— leitura partilhada —
— «A fé ensina-nos a viver neste mundo»,
... cada vez estamos mais distantes da fonte, do original, do acontecimento, porque vivemos na novela dos comentários e das interpretações.
José Tolentino Mendonça
diz José Tolentino Mendonça,
no editorial da Agência Ecclesia,
... cada vez estamos mais distantes da fonte, do original, do acontecimento, porque vivemos na novela dos comentários e das interpretações.
A fé, manifestada em Jesus, ensina-nos a viver neste mundo. O nosso ponto de partida pode ser a passagem da Carta a Tito (Tt 2, 12), onde se diz a propósito de Jesus: “a graça de Deus, fonte de salvação, manifestou-se a todos os homens, ensinando-nos a viver neste mundo”. Esta frase é um desafio, antes de tudo, a tomarmos a sério a humanidade de Jesus como narrativa de Deus e do Homem. Nessa humanidade temos o caminho, a verdade e a vida.
Hoje sentimos a necessidade muito grande de uma fé orientada para a vida. De uma fé que possa constituir uma arte de viver, um laboratório para uma existência autêntica e não apenas para a manutenção de um conjunto de práticas fragmentárias. E precisamos reencontrar ou reinventar, a partir da fé, uma gramática do humano. A fé é um exercício muito concreto de confiança na narrativa de Deus que Jesus nos relata com a sua própria vida, com o seu próprio corpo, os seus gestos, o seu silêncio, a sua história, a poética da sua humanidade. Que se pode concluir então? Que Deus, por exemplo, não bate a uma porta que nós não temos, mas está à nossa porta e bate; que Deus não está numa época passada ou futura simplesmente, mas Deus emerge no nosso presente histórico e é aí (é aqui!) que o encontro com Ele se torna para nós decisivo.
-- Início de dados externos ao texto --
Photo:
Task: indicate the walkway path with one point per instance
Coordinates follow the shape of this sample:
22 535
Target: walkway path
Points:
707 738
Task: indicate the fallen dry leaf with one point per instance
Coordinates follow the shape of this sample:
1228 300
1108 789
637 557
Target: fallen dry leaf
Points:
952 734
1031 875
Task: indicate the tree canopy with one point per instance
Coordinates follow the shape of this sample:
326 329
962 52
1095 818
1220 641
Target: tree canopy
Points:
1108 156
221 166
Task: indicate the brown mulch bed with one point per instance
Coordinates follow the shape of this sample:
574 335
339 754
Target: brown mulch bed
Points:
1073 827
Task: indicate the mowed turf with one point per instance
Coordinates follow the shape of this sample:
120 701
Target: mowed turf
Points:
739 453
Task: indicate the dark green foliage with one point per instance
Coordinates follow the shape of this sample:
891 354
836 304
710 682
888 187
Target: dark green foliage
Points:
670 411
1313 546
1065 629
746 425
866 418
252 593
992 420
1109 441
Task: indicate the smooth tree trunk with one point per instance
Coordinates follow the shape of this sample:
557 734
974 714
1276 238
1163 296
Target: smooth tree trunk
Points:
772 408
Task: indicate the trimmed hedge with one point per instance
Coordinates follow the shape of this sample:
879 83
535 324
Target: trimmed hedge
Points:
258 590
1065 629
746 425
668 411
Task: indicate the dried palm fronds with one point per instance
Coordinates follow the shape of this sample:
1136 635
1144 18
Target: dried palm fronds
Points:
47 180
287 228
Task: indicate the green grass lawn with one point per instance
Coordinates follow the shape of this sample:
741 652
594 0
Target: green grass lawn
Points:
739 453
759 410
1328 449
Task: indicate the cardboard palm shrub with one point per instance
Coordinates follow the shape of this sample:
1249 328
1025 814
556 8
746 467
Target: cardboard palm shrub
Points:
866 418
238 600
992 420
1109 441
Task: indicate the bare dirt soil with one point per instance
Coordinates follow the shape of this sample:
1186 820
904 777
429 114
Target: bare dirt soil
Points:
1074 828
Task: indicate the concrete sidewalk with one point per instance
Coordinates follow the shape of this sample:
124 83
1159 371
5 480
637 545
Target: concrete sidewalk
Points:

Há um ensaio literário de uma grande autora americana, Susan Sontag, onde ela se levanta contra a interpretação, porque diz,“O mundo encheu-se de comentários, já só vivemos de coisas em segunda mão”. De facto, cada vez estamos mais distantes da fonte, do original, do acontecimento, porque vivemos na novela dos comentários e das interpretações. Há sempre mais uma interpretação que se sobrepõe, à maneira de cascas de cebola. Mas o que é a essência do (nosso) problema? O que é o núcleo fundamental? Isso como que nos escapa. E Sontag dizia que o que temos a fazer é ensinar a ver melhor, a ouvir melhor, a saborear melhor, a tocar melhor. No fundo, a exercitar melhor a nossa humanidade. Uma fé vivida aqui e agora é também uma fé que não se deixa capturar pelo labirinto epidérmico dos meros comentários, mas arrisca-se a construir como uma aventura na ordem do ser.